Except for the criminal penalties, the crushing McCain-Feingold stricture on expenditure of funds that affect political speech is identical in concept and intent to Federal campaign spending laws that the United States Supreme Court declared unconstitutional in 1976.

That case--Buckley v. Valeo (424 U.S. at 1)--has been cited in at least 20 lower court decisions upholding the principle that money spent in the exercise of free political speech is essential to free speech itself. Buckley declared that laws regulating money spent for "issue advocacy" served to "prohibit all individuals who are neither candidates nor owners of institutional press facilities, from voicing their views" (emphasis added). The language struck down by Buckley was virtually identical to McCain-Feingold.

So where is the media? Where are those who piously practice their part of the First Amendment? The big boys among them love McCain-Feingold. Destruction of someone else`s free speech is more power to them.

The print media love it, because the ban on broadcast issue ads will simply mean more ad revenue in their pockets. And the network news--which considers its function as "gatekeeper" of all information--loves it because they are specifically exempted from S.27. What they really want is to be the only broadcast influence on voters during elections.

Senator Phil Gramm (R-Texas) warned of other consequences of McCain-Feingold on the American political process: "If we limit the power of people to spend their money, we strengthen the power of people who exert influence in other ways. We don`t reduce power. We don`t reduce whatever corruptive influence may exist among the people who want to influence government. We simply take power away from some people and, by the very nature of the system, we give it to somebody else."

McCain-Feingold was a sneak attack, and that only works once.

House Majority Whip Tom DeLay thinks it can be stopped, and the Texas Republican Congressman will be tireless in his opposition. The dynamic in the House is entirely different from the "power-sharing" of the Senate.

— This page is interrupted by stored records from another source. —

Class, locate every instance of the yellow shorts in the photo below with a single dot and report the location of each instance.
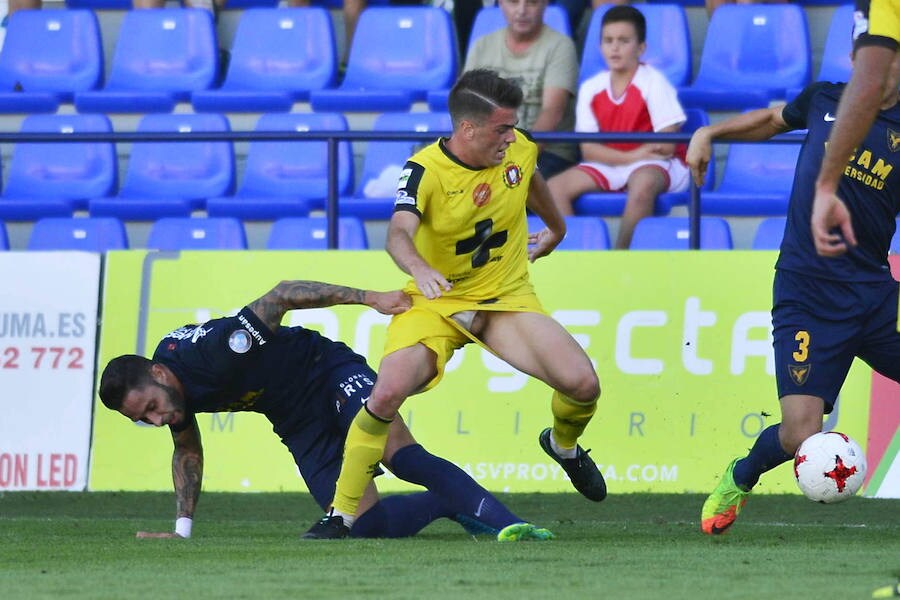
(883, 20)
(429, 323)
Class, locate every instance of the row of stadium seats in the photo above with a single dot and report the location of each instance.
(290, 178)
(98, 234)
(399, 55)
(280, 178)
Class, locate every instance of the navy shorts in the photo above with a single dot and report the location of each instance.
(318, 446)
(821, 325)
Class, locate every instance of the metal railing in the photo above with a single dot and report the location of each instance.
(332, 138)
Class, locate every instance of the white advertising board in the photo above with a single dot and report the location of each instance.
(48, 331)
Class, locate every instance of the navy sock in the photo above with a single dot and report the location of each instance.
(765, 455)
(402, 515)
(473, 506)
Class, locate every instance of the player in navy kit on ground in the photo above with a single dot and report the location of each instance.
(310, 388)
(826, 311)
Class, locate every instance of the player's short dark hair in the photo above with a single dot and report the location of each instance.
(121, 375)
(626, 14)
(478, 93)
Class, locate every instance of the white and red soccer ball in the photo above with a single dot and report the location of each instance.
(829, 467)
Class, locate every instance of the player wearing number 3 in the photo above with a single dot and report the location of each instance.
(459, 228)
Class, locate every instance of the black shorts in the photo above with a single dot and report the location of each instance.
(318, 446)
(819, 326)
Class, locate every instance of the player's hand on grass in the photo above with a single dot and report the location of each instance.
(431, 283)
(832, 227)
(389, 303)
(541, 243)
(157, 535)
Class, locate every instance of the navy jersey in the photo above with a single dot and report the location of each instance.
(869, 186)
(238, 364)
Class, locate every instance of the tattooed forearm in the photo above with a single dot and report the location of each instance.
(289, 295)
(187, 471)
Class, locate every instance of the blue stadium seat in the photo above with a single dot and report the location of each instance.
(47, 56)
(184, 233)
(756, 181)
(490, 19)
(383, 161)
(398, 55)
(56, 179)
(161, 56)
(769, 233)
(243, 4)
(172, 178)
(668, 42)
(673, 233)
(753, 54)
(90, 234)
(287, 178)
(582, 233)
(277, 57)
(836, 64)
(311, 233)
(101, 4)
(613, 203)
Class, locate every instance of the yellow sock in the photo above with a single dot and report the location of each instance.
(569, 419)
(363, 450)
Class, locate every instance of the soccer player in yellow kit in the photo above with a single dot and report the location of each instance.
(459, 228)
(876, 40)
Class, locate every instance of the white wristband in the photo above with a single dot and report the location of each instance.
(183, 526)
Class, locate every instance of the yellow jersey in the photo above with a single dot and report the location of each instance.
(473, 227)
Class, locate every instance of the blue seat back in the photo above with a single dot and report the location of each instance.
(52, 51)
(756, 47)
(311, 233)
(836, 65)
(769, 233)
(63, 170)
(673, 233)
(210, 233)
(296, 168)
(180, 169)
(402, 48)
(668, 42)
(582, 233)
(283, 49)
(170, 50)
(490, 19)
(759, 168)
(384, 159)
(95, 234)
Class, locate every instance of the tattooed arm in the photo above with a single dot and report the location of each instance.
(187, 474)
(290, 295)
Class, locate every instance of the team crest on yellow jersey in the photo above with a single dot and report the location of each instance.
(512, 175)
(893, 140)
(481, 195)
(799, 373)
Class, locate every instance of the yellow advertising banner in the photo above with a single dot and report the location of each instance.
(681, 340)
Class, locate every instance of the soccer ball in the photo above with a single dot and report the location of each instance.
(829, 467)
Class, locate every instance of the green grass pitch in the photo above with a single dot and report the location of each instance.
(83, 545)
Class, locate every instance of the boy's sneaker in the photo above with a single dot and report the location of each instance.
(329, 527)
(524, 532)
(581, 470)
(723, 506)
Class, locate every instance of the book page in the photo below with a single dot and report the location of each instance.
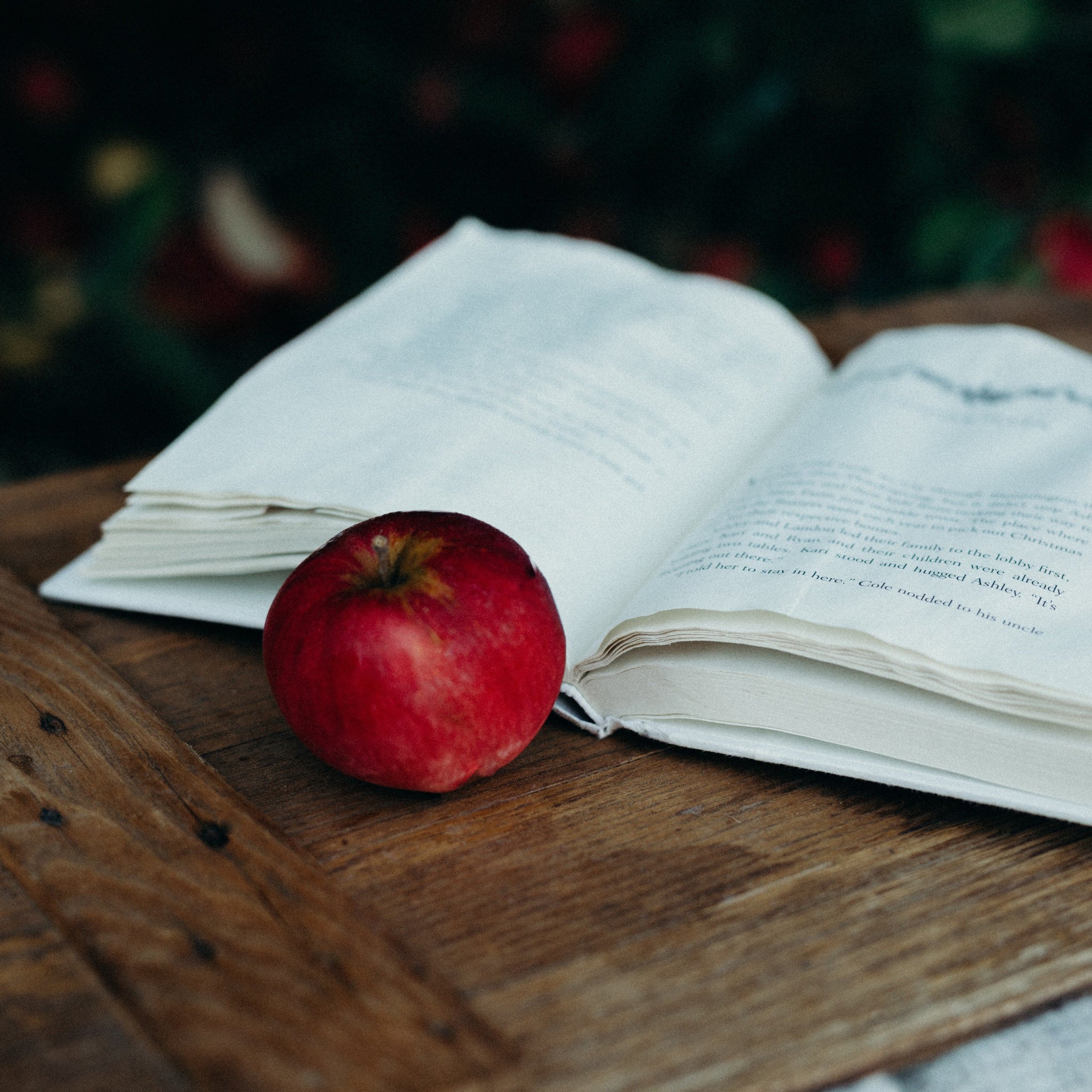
(581, 400)
(936, 496)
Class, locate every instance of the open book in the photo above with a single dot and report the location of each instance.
(881, 572)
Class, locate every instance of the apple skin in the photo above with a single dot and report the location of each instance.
(420, 657)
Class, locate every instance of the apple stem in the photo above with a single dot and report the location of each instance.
(382, 549)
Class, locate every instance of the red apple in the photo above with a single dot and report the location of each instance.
(415, 650)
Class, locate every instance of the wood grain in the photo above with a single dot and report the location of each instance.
(59, 1027)
(245, 965)
(638, 918)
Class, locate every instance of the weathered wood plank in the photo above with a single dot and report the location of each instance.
(240, 960)
(60, 1030)
(644, 919)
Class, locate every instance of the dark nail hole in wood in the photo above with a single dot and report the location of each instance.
(441, 1030)
(214, 834)
(53, 724)
(202, 949)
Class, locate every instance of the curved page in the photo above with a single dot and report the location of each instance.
(936, 502)
(585, 402)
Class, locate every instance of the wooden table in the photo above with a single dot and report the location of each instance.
(601, 916)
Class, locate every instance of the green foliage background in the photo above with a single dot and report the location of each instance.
(824, 152)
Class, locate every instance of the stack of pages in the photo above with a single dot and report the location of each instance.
(881, 573)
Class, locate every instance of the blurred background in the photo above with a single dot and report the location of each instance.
(184, 187)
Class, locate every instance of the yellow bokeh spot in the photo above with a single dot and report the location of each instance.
(58, 302)
(118, 168)
(22, 348)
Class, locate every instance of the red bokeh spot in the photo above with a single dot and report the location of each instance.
(1063, 245)
(190, 286)
(579, 50)
(834, 260)
(417, 231)
(45, 90)
(727, 259)
(434, 100)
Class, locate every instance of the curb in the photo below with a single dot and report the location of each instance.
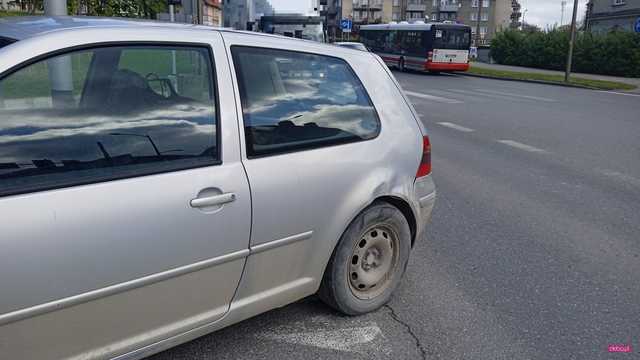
(531, 81)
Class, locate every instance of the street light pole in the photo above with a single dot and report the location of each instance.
(59, 67)
(572, 40)
(478, 23)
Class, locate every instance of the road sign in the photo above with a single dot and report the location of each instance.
(346, 25)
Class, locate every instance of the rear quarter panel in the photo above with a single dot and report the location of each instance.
(325, 188)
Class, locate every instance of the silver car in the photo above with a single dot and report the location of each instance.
(159, 182)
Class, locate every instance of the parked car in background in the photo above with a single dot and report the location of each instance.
(352, 45)
(162, 181)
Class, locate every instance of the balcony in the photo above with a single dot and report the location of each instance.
(449, 7)
(367, 4)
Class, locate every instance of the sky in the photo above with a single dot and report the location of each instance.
(544, 13)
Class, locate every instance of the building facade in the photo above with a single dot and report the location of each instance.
(495, 15)
(608, 15)
(212, 12)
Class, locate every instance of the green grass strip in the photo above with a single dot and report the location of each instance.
(557, 79)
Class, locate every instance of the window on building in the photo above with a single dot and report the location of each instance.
(485, 3)
(294, 101)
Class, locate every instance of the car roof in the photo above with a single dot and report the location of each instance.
(27, 27)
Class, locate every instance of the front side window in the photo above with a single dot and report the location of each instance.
(106, 113)
(294, 101)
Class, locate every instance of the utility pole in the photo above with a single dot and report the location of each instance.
(478, 24)
(572, 40)
(60, 73)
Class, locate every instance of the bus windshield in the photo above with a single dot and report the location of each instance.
(452, 39)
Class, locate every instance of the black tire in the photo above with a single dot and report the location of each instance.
(338, 288)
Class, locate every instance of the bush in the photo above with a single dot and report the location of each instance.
(615, 53)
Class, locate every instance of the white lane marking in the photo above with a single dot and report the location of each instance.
(522, 146)
(619, 93)
(456, 127)
(433, 98)
(516, 95)
(348, 339)
(621, 176)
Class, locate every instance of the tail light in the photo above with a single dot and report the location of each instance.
(425, 163)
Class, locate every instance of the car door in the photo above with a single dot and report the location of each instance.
(124, 220)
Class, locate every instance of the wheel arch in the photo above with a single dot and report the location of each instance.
(406, 210)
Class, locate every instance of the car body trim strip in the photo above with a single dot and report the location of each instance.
(118, 288)
(281, 242)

And the House rules are much more difficult to short-circuit.


So where is the media?
Where are those who piously
practice their part of the
First Amendment?
The big boys among them love
McCain-Feingold.

Destruction of someone
else`s free speech is
more power to them.

Still, the big-media spin machine keeps repeating the mantra that campaign finance reform has passed the House in previous sessions, but, in truth, it moved with the total assurance that it would die in the then Republican-dominated Senate. For some who voted for the concept in the past, it was a throw-away vote for the benefit of "progressive" supporters. Now--with a real vote--the outcome could be different.

And the House is beginning to hear from the very grassroots voters McCain-Feingold would silence. When the e-mail, snail-mail and telephone calls really begin to arrive in staggering numbers, the political atmosphere in the House will change. But only then.

The irony of ironies--in the mess that John McCain has personally dumped on the American people--is that in McCain`s own view he admits that what he wants to fix may not actually be broken, referring to what he calls "the abundant evidence of at least the appearance of corruption." Appearance ain`t good enough.

In his opening statement for the long floor debate McCain said, "Do I believe that any law will prove effective over time?

"No, I do not.

"Were we to pass this legislation today, I am sure that at some time in the future, hopefully many years from now, we will need to address some new circumvention."

The system isn`t broken, and John McCain`s fix will only serve to destroy it.